A white dog with text "Dog Dementia"

The human-animal bond is precious and if our aging dog is diagnosed with canine cognitive dysfunction (CCD), it can be heartbreaking news. CCD is the term for “dementia” as dogs experience it, and there is evidence that it is similar to Alzheimer’s disease in humans. Dog dementia is a decline that is seen in senior dogs. Although it’s irreversible, there are many things pet parents can do to help their dog and family cope.

Dogs with CCD generally exhibit behavioral changes ranging from loss of housetraining to aggression, sleeping problems, and often appear confused or disoriented.  Dog dementia is a fairly common problem in senior dogs, but there are treatments and ways to cope that can make life better for both dog and pet parents.

Causes of Dog Dementia

Partially hereditary and similar to human Alzheimer’s disease, many studies have found that dogs with dementia have lesions on their brains and/or smaller than average brains. In a dog’s brain, the protein beta-amyloid accumulates, creating protein deposits called plaques, which is similar to Alzheimer’s disease.

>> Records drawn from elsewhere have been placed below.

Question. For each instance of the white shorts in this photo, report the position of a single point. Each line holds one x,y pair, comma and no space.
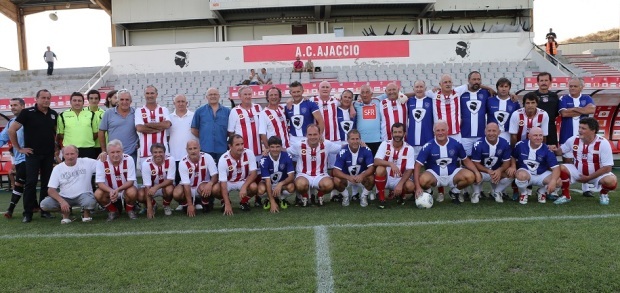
468,144
391,182
574,175
234,185
313,181
446,180
537,180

The following list of symptoms are not seen in all dogs, but showing several of them increases the likelihood of a dementia diagnosis.

• Confusion and disorientation


• Sleep disturbances

• Loss of housetraining

• Less interest in people

• Increase in pacing/wandering

If the family pet is experiencing several symptoms, check with the veterinarian for cognitive dysfunction syndrome. The most important task is managing the dog’s personal and household routines to keep him comfortable and safe.